By Laura Latzko
Tiffany Richards understands the need for self-defense classes.
While in her 20s, she endured an abusive relationship for a year and a half. For many years, she avoided the topic, but she felt the need to help others.
She founded the Peaceful Warrior Martial Arts and Healing Center in the Scottsdale Airpark area.
“When I got out of the relationship and started teaching women’s self-defense, I never talked about the relationship, because I was super embarrassed,” Richards says.
“Why would I train in martial arts and allow this to happen to me? It wasn’t until a few years ago that I started actually bringing it up. The feedback that I have received is it makes me real. It makes me one of them, and it makes them more comfortable to open up because I know what it feels like.”
Richards is hosting a self-defense workshop for 25 girls and women on February 6 at her center. It will give them knowledge and the skills to be able to defend themselves and have a powerful voice and presence.
Participants are encouraged to attend with friends or family, with whom they will work throughout the class. Individual participants will be paired together for the duration of the workshop.
Richards has more than 20 years’ experience in self-defense and is a second-degree blackbelt. She teaches self-defense workshops around the country. She has done private sessions for groups, including churches, adventure organizations and families.
Her workshops are hands-on, with the instructors not wearing big pads so that participants can feels what it’s like to strike another person.
Richards pressure tests everything on herself.
“I never want to give women information that is not valuable or that might end up hurting them in the long run,” she says. “When I work with the men who do the attacks, I have them make it as difficult as possible because that’s what’s going to happen in real life.”

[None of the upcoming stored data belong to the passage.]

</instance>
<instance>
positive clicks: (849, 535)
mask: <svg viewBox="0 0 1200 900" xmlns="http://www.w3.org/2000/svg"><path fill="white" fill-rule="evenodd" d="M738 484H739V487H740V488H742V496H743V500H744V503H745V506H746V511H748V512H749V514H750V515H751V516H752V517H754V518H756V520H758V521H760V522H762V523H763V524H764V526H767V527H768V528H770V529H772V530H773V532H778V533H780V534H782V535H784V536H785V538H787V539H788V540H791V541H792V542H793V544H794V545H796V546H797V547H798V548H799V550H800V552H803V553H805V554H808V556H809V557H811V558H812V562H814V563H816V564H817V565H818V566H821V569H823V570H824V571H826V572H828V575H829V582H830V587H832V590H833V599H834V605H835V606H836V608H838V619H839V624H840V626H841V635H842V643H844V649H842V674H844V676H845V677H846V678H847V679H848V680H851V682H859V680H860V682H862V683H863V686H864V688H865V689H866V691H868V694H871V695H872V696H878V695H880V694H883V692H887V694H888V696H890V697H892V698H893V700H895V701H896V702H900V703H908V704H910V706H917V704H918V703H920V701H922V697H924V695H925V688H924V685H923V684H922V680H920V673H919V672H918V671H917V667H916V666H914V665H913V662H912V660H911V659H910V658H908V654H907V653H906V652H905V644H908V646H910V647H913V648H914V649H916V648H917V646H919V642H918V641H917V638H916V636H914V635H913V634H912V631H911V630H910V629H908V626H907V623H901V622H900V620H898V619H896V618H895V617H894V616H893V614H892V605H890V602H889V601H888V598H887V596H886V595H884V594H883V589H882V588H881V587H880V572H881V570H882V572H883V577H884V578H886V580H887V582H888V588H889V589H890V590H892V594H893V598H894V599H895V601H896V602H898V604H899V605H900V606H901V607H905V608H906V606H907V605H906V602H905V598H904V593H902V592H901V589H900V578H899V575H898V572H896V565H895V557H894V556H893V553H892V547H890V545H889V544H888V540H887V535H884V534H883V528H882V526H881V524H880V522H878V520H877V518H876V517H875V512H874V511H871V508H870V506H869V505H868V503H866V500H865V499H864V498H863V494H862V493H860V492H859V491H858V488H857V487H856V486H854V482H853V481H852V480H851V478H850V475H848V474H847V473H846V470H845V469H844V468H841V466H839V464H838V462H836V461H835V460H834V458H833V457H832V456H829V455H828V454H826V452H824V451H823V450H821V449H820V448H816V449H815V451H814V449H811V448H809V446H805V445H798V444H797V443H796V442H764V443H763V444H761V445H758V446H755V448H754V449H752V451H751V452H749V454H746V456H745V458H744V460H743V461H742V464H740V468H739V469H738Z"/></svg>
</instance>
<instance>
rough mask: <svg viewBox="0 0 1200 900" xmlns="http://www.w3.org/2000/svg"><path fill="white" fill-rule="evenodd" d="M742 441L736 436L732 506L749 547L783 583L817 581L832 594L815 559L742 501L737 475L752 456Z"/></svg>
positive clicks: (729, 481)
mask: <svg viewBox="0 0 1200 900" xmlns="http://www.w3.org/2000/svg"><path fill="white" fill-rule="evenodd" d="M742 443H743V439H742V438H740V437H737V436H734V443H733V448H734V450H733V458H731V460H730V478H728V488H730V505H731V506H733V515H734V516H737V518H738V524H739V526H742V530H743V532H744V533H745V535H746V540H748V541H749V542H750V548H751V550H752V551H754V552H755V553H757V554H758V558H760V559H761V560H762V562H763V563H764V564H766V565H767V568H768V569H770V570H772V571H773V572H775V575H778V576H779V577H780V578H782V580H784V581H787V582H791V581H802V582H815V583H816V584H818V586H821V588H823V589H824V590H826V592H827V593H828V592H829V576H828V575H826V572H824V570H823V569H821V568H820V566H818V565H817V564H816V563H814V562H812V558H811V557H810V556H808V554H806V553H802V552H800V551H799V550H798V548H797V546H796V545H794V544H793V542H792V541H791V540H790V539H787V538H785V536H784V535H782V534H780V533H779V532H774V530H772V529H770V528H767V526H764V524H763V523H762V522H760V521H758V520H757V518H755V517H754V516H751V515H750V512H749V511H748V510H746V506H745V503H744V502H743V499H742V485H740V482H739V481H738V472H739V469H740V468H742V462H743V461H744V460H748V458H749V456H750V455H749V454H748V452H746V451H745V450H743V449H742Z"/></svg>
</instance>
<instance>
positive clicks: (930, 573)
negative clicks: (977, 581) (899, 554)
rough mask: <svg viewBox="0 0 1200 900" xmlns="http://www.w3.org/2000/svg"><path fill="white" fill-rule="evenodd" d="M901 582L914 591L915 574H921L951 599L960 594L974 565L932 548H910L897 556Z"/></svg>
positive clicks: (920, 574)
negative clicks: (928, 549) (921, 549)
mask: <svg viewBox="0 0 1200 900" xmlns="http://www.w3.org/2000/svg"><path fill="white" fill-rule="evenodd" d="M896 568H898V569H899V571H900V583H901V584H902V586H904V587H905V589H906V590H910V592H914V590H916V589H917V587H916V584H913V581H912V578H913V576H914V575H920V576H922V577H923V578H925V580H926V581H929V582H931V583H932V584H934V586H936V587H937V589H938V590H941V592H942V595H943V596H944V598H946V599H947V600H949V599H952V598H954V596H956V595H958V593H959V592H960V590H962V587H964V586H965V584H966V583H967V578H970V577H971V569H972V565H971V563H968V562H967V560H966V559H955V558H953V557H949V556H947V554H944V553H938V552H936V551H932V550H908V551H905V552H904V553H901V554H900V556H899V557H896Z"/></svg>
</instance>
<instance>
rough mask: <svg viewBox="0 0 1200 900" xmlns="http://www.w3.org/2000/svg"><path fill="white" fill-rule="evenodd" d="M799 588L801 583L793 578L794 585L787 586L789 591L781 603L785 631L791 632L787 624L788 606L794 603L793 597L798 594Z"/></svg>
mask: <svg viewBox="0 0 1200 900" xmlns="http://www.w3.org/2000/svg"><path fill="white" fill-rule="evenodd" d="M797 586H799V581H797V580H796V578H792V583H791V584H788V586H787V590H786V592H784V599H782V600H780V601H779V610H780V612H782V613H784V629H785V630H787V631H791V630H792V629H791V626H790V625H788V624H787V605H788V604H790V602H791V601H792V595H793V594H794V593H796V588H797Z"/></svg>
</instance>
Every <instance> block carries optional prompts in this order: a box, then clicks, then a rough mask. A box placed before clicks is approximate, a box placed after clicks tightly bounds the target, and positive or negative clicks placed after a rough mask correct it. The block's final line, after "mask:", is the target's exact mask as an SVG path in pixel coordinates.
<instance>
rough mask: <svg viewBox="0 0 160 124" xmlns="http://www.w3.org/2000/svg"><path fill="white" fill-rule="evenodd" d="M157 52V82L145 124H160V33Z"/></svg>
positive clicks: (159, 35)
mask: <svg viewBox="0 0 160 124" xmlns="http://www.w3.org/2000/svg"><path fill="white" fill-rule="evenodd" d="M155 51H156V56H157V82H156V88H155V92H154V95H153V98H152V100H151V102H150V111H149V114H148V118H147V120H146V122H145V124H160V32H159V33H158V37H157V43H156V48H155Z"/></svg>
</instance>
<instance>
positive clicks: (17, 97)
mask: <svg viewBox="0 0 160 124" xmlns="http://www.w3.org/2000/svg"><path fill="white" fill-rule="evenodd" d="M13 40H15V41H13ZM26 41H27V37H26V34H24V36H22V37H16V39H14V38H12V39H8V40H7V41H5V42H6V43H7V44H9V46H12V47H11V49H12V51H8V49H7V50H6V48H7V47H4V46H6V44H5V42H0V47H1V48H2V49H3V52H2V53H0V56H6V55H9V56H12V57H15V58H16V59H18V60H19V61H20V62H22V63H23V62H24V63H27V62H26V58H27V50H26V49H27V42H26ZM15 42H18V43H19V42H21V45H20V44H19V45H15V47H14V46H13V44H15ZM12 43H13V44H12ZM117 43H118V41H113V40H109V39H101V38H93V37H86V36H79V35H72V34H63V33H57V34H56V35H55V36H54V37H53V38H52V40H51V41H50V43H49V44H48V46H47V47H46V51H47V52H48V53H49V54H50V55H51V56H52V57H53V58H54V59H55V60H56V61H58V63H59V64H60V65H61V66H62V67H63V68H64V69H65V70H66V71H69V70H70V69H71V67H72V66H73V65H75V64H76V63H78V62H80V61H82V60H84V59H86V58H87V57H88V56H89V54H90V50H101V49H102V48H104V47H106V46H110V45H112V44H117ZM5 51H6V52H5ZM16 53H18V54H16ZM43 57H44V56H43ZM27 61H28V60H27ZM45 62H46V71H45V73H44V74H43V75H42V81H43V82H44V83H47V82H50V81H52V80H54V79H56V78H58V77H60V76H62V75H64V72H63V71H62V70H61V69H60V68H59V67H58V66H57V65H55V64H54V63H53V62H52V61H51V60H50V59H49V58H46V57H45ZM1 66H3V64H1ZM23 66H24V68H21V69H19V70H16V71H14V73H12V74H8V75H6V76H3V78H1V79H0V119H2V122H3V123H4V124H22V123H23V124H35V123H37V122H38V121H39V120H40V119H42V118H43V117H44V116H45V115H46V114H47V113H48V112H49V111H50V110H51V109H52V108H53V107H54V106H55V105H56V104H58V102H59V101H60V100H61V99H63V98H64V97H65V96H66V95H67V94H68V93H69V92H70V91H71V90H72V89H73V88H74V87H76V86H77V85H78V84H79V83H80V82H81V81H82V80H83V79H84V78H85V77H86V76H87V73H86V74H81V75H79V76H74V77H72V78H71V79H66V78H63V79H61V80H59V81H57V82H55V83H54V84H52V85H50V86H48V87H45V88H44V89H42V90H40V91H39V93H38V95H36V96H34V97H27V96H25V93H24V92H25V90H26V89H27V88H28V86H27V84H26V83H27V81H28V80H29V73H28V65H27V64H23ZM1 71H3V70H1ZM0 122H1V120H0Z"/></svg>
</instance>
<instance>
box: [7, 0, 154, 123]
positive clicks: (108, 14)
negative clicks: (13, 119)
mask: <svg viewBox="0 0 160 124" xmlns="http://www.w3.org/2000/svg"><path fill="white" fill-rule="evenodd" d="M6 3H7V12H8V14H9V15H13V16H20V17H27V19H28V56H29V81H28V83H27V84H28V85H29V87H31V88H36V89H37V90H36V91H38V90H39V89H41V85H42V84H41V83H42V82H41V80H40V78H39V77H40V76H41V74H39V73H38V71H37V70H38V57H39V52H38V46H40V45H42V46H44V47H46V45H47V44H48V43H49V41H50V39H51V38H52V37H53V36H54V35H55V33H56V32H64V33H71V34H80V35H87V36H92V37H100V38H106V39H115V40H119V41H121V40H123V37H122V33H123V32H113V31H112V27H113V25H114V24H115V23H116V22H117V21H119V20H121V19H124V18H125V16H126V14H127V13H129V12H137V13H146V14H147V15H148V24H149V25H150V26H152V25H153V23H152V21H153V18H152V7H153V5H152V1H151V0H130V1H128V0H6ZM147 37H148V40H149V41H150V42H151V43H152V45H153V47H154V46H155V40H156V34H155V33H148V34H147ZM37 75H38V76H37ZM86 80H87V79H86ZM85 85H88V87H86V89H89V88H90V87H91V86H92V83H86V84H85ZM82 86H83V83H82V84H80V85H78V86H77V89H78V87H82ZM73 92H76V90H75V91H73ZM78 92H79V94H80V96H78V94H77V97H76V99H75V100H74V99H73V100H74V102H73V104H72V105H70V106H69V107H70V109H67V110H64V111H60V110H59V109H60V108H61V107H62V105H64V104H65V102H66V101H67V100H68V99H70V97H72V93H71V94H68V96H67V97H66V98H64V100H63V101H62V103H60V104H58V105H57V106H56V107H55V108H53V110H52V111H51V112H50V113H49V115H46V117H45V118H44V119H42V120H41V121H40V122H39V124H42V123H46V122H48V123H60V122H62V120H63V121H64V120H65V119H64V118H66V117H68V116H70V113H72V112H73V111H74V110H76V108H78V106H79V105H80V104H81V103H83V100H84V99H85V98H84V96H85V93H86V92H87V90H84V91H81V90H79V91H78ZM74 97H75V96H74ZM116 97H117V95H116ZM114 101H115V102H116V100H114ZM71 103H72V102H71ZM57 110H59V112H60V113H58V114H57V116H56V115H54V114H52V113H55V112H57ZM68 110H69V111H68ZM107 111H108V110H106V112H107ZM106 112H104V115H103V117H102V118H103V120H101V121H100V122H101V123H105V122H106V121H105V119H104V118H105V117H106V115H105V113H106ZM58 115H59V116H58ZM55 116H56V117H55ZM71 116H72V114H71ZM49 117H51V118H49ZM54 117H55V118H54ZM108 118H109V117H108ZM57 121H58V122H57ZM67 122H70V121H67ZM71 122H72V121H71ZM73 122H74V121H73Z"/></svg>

Although men act as attackers during the workshops, Richards leads the class. She says this is important because many women, especially those who have experienced violence at the hands of a men, feel more comfortable with a female self-defense teacher.
She says, as a woman, she can better understand where women are coming from physically and mentally.
“Men, no matter if they teach you the physical components of self-defense, they are never going to understand what a woman feels like to feel helpless,” Richards says.
“They will never understand what it feels like to debate whether or not you are going to walk out of your house to take your dogs for a walk in the evening in the dark. You have to think about your safety. A guy doesn’t think about that kind of stuff. They will never be in our heads. They will never understand the fear that we feel.”
During the class, Richards shows participants how to get out of holds, including being grabbed from behind or taken to the ground. They also learn how to strike vulnerable areas, such as the eyes, nose, ears or throat, so that they can create a distraction and get away from their attackers.
Richards says getting to experience hitting another person and training pad can make women feel more confident.
“A lot of women have never hit anything,” Richards says. “They don’t know what to do. When you put a pad in front of them, that is when they find out how truly capable and powerful they really are.”
The class also makes participants more aware of how everyday behaviors, such as walking or sitting in a car while looking at a cellphone, can be dangerous.
The workshop will debunk myths such as how keys can be used as a weapon when held a certain way.
Richards emphasizes in class how participants should listen to their intuition.
“We are born with that instinct,” Richards says. “When we feel something in our gut, it’s probably right, and you want to pay attention to that and not talk yourself out of that feeling.”
Richards will also discuss the significance of body positioning in preventing an attack.
“You don’t want your eyes down, shoulder slouched or head down,” Richards says. “The predators are going to pick a weak victim. They aren’t going to pick someone who’s strong, who’s walking with a purpose. They aren’t going to pick someone who looks like they are going to put up a fight. They want to pick someone who’s an easy target.”
Richards says women should stop saying sorry, use their voice and even scream if the need arises.
Participants take the classes for a variety of reasons. Some individuals see a need after they or someone close to them has been assaulted, while some mothers bring their teens to make sure they know how to defend themselves.
After these workshops, participants may take private lessons or sign up for martial arts class at the center. Others may take the workshops multiple times so that they can pick up something new.
The workshop comes at a time when domestic violence has increasingly become a bigger issue, as people are at home in close proximity more often during the COVID-19 pandemic.
According to statistics from the Arizona Coalition to End Sexual and Domestic Violence, 1 out of every 4 women will experience sexual or physical violence or stalking by a partner.
“The UN is calling it the shadow pandemic because what’s ending up happening is there are lockdowns,” Richards says. “There’s heightened stress, increased drinking. With all of that comes domestic violence and child abuse. It’s always a good time to have a self-defense course, but especially with this pandemic and people being locked up together, this particularly is a good thing to be doing.”
Through the workshop, Richards wants to help women and girls to be ready to avoid or escape dangerous situations.
“I would never want to tell anyone that they are going to take this class and walk out experts. It gives them tools to be more prepared,” Richards says.